Por supuesto, cuando el señor Gilbert y su hija regresaron a casa, Katherine quiso enterarse de todo lo ocurrido.
—Se supone que deberías estar descansando —la reprendió su hija, pero de cualquier manera, preparó tres tazas de café y las subió a la habitación de sus padres, junto con algunos de los pastelillos, que habían quedado de la reunión. Sentada en el borde de la cama dé su madre, le contó todo lo sucedido esa noche.
—La ahijada de Lady Anthony —murmuró Katherine en cierto momento—. Ah, sí, Damon mencionó que estaba viviendo en la mansión. ¿Cómo es ella? Damon dijo que acaba de divorciarse, ¿no es así?
A pesar de la hostilidad que había recibido de la mujer, Elena tuvo que responder con sinceridad:
—Es muy bonita, delicada y tiene el pelo negro. . . pero temo que no simpatiza
—Claro que no —repuso su madre—. Ella anda a la caza de Damon y ya debe haber oído sobre lo bien que se llevaban ustedes dos. Debe resentir el hecho de que hayas regresado a casa —Observó la expresión en el rostro de su hija y alzó las cejas con asombrada ironía—. Vamos, Elena, no eres tan ingenua. Tú y Damon tuvieron una amistad muy estrecha en el pasado. Vivimos en una comunidad pequeña y todo se sabe.
— ¿Quieres decir que la gente ha murmurado sobre nosotros? —preguntó la joven con rencor.
—Si quieres expresarlo así. . . pero nunca fueron chismes mal intencionados. Es natural que la gente se interese en los demás.

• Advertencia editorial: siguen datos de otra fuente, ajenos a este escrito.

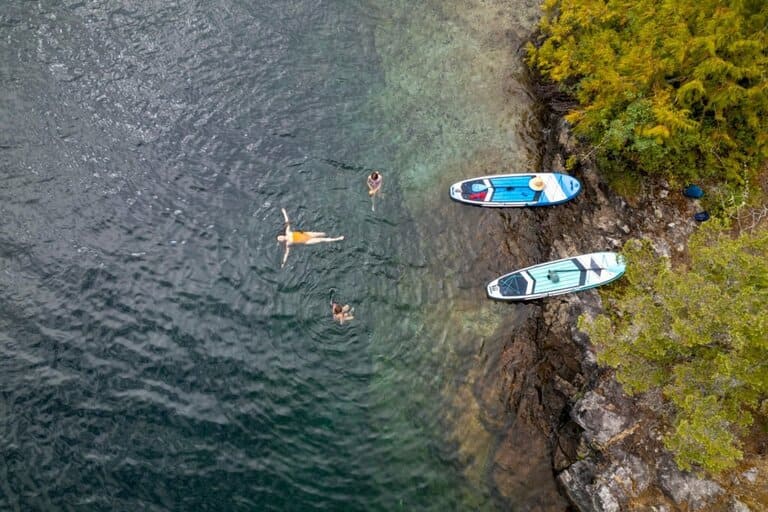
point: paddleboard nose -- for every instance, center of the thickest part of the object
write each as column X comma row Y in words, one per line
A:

Damon y su familia son muy populares por aquí, y a mí siempre me pareció conmovedora la forma en que te permitía que lo siguieras por doquier. No debe haber sido fácil para él, en ocasiones, en especial cuando era un adolescente y tú una niña.
— Pues Amanda no tiene por qué estar celosa o resentida. Damon y yo ya somos adultos.
—Hm… quizás eso sea lo que le molesta —comentó la señora Gilbert de manera intrigante, pero no explicó su comentario, aunque Elena entendió muy bien lo que su madre quería darle a entender. Como adultos, Damon y ella podrían llevar a cabo el tipo de relación que no habían tenido antes. Los ocho años que los separaban no tenían importancia ahora.
Pero algo más que la edad los separaba en esa ocasión, y siempre los mantendría así. Y, a pesar de las fantasías románticas de los vecinos, ella y Damon nunca serían otra cosa que enemigos corteses y distantes.
La joven cambió el tema y habló a su madre sobre el sitio en el que proyectaban instalar la clínica, el cual irían a visitar pronto, y luego le preguntó qué opinaba de la idea del baile de máscaras.
—Me parece excelente —anunció la señora Gilbert—. Muy romántico
—Eso mismo dijo el alcalde.
— Pobre señor Barnes; nunca se casó, ¿sabes? Y sin duda es la clase de hombre que abrigaba algún imposible sueño romántico por alguna chica que jamás se enteró de su amor. Es uno de esos auténticos caballeros del siglo pasado, de los que ya no existen.
—A su manera, Lady Anthony también es un anacronismo en muchos sentidos.
—Sí, . . y son más o menos de la misma edad —la señora Gilbert bostezó y Elena, recordando que su madre estaba todavía convaleciente,, se apresuró a ponerse de pie.
—Te estoy fatigando y se supone que deberías descansar. Yo también estoy cansada, por cierto. Creo que me acostaré temprano, para variar.
Estaba agotada en efecto, pero no tanto para no preguntarse acostada ya en su cama, si Damon estaría disfrutando de la compañía de Amanda. Un extraño dolor apareció de la nada y se anidó en su corazón. Un pequeño y curioso dolor que no tenía explicación lógica y que, por ese motivo, la preocupaba aún más.